Further analysis with PDBsum disclosed a network of connections between these complexes. We evaluated results based on three interactions: non-bonded contacts, which contribute to overall attraction; salt bridges, which are specific interactions involving the charged atoms that strengthen the binding; and hydrogen bonds, which form precise connections between molecules, similar to tiny bridges. The G149S mutant showed the highest interactions with the receptor, having 21 hydrogen bonds, 251 non-bonded contacts, and two salt bridges. Following this, the V196G mutant also demonstrated dependable connections by generating 14 hydrogen bonds, 171 non-bonded contacts, and one salt bridge. Finally, wild-type FUT2, complexed with norovirus capsid protein, offered the least interactions, creating 9 hydrogen bonds, 172 non-bonded contacts, and 1 salt bridge (Fig. 5). The overall results demonstrated that G149S mutant interacts significantly with the norovirus capsid protein, followed by the mutant V196G and the wild type, which can ultimately lead to the norovirus susceptibility.

Molecular dynamic simulation analysis

Compared to the wild type, the G149S, and V196G mutants formed more stable interactions with norovirus capsid protein (PDB ID: 6OUU). The time-dependent alterations of bound protein–protein complexes up to 300 ns were investigated using comprehensive MD simulation. Regarding stability, the wild-type complex with VP1 exhibited comparably greater fluctuations in the RMSD and RMSF metrics compared to both of the mutants, demonstrating a less stable conformation during the simulations. These deviations indicate that the wild-type has least interactions with the VP1, suggesting the less chances of norovirus implication in wild-type FUT2. Conversely, the G149S and V196G mutations exhibited enhanced binding interactions with VP1 due to structural changes, contributing to their increased stability in the protein–protein complex, which ultimately caused norovirus.

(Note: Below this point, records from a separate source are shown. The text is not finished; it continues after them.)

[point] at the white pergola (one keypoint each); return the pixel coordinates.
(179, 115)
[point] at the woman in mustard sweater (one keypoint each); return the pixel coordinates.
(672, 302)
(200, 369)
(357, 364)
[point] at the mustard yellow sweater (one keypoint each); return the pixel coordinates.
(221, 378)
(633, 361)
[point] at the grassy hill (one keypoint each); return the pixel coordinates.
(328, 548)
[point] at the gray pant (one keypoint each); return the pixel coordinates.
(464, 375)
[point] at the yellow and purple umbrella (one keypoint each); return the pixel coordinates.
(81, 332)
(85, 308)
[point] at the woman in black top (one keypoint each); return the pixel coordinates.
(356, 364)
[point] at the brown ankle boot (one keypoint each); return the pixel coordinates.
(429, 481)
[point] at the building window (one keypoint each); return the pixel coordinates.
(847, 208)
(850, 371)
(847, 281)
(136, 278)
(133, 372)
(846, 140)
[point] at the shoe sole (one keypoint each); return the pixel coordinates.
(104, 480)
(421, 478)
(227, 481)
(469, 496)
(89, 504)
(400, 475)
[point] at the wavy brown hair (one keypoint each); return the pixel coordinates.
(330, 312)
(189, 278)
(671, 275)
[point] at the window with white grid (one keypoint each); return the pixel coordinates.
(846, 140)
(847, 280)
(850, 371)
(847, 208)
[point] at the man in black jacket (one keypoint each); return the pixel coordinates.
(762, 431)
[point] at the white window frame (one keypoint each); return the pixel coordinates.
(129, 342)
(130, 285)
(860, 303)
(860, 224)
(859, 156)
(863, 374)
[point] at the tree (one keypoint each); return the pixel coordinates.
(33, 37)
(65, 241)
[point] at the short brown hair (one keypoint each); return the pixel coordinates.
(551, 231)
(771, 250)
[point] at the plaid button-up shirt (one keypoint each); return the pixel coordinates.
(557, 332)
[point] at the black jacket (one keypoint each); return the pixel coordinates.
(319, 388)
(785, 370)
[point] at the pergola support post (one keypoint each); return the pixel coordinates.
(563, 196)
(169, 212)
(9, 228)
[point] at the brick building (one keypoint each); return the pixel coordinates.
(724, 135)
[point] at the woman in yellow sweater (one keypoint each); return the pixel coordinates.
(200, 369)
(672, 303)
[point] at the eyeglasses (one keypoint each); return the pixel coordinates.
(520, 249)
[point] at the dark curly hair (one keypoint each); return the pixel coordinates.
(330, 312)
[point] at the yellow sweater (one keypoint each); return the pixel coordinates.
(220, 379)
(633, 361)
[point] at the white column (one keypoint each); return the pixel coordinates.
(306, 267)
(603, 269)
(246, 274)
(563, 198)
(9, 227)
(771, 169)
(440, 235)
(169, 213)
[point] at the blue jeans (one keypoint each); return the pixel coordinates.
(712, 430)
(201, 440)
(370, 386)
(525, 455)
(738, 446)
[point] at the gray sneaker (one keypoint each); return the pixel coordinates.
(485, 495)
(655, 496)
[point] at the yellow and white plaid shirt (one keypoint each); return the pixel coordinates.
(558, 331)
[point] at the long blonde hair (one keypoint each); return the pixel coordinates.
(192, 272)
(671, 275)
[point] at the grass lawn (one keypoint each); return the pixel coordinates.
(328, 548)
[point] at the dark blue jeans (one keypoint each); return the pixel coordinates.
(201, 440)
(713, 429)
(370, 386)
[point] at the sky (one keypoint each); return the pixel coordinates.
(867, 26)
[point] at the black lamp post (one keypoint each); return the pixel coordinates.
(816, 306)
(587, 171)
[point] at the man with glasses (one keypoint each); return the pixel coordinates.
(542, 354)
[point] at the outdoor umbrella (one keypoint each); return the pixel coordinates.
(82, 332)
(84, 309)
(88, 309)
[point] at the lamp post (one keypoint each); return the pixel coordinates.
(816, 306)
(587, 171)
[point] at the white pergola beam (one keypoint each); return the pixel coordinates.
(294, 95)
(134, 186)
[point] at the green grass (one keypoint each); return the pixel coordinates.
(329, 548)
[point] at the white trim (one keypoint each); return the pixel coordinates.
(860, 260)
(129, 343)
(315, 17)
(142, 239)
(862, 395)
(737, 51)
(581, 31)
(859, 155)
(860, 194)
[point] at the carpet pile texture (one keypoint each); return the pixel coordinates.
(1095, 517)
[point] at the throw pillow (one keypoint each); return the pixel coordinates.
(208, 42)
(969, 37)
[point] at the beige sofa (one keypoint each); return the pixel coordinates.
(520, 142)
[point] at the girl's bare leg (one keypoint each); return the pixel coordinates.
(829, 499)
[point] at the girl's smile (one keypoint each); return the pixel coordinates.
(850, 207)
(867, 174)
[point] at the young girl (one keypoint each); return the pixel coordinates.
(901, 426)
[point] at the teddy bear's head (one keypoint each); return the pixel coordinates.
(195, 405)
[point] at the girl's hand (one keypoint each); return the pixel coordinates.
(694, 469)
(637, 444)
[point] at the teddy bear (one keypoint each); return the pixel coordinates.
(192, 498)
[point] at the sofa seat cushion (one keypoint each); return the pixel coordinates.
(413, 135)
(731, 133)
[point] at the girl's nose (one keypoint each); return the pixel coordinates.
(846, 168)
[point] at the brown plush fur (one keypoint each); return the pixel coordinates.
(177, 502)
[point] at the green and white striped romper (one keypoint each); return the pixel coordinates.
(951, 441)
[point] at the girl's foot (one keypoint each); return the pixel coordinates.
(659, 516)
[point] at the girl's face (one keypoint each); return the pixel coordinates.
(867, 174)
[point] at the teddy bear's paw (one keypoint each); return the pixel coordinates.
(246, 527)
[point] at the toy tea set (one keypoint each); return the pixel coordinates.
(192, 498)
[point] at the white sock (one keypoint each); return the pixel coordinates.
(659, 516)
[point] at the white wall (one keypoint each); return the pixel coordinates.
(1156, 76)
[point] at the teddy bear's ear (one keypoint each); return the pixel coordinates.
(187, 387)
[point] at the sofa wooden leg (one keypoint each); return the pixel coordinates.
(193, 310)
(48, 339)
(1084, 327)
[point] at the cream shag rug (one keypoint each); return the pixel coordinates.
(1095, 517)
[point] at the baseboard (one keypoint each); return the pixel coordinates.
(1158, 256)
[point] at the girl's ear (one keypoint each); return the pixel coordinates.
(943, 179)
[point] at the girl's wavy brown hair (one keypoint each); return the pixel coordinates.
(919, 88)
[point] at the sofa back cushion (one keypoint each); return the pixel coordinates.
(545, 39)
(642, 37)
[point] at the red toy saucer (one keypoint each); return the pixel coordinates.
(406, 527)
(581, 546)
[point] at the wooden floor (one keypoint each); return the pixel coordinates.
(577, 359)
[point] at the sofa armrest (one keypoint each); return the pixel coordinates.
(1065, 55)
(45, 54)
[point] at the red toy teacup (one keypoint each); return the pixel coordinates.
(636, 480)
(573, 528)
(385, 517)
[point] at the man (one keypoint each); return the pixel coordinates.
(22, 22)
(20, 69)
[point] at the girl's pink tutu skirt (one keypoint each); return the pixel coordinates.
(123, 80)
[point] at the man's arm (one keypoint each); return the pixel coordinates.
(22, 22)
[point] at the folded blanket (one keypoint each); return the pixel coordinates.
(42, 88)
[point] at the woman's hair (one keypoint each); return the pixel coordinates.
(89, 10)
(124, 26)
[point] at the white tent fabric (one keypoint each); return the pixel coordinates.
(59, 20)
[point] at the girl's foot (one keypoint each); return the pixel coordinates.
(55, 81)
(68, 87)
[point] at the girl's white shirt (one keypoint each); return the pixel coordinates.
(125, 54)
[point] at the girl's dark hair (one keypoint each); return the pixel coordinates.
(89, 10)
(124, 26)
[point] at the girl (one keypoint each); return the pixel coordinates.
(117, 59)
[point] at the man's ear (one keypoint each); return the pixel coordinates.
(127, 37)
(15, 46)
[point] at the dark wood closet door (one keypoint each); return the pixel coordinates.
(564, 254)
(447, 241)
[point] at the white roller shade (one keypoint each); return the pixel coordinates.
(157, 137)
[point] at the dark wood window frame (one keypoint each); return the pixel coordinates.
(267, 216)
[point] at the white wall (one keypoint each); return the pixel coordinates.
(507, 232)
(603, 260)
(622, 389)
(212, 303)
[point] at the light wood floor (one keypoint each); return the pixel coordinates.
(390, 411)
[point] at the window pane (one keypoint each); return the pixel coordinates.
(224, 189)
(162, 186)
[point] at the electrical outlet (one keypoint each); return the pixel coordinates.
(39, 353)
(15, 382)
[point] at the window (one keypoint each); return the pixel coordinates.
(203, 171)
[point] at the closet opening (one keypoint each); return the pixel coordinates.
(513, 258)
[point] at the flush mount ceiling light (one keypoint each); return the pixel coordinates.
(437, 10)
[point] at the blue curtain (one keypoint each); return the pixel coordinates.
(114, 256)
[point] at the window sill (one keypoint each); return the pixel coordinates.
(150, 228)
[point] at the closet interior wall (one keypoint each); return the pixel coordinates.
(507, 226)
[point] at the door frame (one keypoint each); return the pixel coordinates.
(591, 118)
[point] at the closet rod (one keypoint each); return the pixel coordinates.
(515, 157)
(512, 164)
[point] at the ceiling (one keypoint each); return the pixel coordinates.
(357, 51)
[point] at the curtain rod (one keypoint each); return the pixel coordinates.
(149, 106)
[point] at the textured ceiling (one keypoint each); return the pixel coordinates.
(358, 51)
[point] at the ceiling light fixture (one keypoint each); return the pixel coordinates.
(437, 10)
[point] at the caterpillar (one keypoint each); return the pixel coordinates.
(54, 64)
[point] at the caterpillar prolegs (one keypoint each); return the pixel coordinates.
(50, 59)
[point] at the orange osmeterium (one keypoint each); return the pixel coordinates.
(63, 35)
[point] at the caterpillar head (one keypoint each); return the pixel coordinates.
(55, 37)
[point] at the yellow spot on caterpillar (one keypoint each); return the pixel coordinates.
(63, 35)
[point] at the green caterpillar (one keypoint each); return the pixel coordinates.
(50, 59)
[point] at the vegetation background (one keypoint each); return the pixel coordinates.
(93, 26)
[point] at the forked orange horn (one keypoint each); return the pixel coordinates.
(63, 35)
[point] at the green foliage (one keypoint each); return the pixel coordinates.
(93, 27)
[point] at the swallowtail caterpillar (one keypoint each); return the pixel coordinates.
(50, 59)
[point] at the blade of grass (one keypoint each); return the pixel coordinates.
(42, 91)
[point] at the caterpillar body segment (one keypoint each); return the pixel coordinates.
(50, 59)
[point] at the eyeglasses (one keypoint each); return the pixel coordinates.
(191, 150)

Root mean square deviation (RMSD) analysis

We evaluated and validated the stability of each optimized hit in a simulated environment using RMSD. An insight into the two proposed mutant complexes with VP1 revealed that they behave much more consistently with the receptor, as compared to the wild-type. The wild type complex with VP1 was more unstable compared to other mutants, with an RMSD of up to 22 Å over 300 ns (Fig. 6A). The RMSD increased during the simulation. For the first 90 ns, the RMSD climbed to 15 Å, then fluctuated, and finally reached up to 22 Å until 300 ns. This suggests a highly unstable complex between the wild type and capsid protein of norovirus (VP1), with very little opportunities of interaction between them. The G149S-VP1 complex was significantly more stable than the wild type, with an average RMSD of less than 10 Å throughout the simulation. For the first 40 ns, the complex had an initial growth with an average of 3–10. After then, it remained steady for the remainder of the simulation, lasting 300 ns, demonstrating a very stable complex with VP1 (Fig. 6B). Finally, the V196G-VP1 complex exhibited comparably lower deviations than the wild type, throughout the simulation. Figure 6C shows that the complex first increased up to 9 Å, experienced some deviations, and then stabilized at 9 Å RMSD after 240 ns. The overall RMSD results demonstrated that both the mutants G149S and V196G were comparably more stable than the wild type when interacting with the Norovirus capsid protein. As a result, we may conclude that wild-type FUT2 mutations can cause norovirus infection.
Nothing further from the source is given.